Partial pressures help us understand how each gas contributes to the overall system.

For instance, we calculated the initial SO₂ pressure using the ideal gas law, and then used the equilibrium expression to determine O₂ partial pressure.
When the ratio of SO₃ to SO₂ is 1:1, we found:
\[P_{O_2} = \frac{P_{SO_2}^2}{K_p \times P_{SO_3}^2} = 0.314 \text{ atm} \]

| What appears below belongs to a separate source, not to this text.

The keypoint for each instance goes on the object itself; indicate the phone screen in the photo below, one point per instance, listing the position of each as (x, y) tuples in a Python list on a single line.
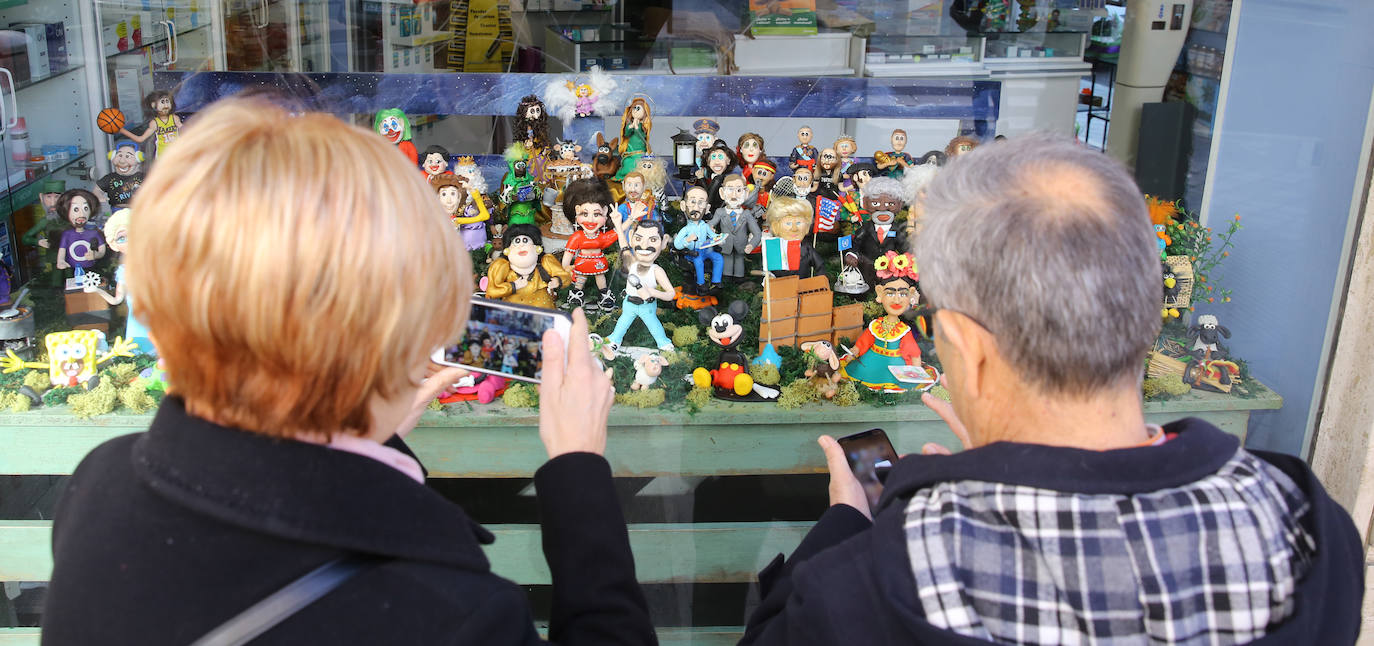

This helps us ensure that the reaction proceeds with the desired balance of gases.

Mole Ratio Calculations

Mole ratio calculations are vital for understanding the relationships between reactants and products in chemical reactions.
We use the balanced chemical equation to determine these ratios.
In our problem, the ratio of SO₃ to SO₂ tells us how much O₂ is needed:

• For a 1:1 ratio (SO₃:SO₂), we maintained equal partial pressures
• For a 95:5 ratio (SO₃:SO₂), we used:
  \[K_p = 3.18 = \frac{(0.95x)^2}{(0.05x)^2 \times P_{O_2}} = \frac{0.9025x^2}{0.0025x^2 \times P_{O_2}} \]
  and solved for the oxygen partial pressure:
  \[P_{O_2} = \frac{0.9025}{3.18 \times 0.0025} \approx 113.77 \text{ atm} \]
  Understanding mole ratios helps ensure the reaction yields the desired product ratios efficiently.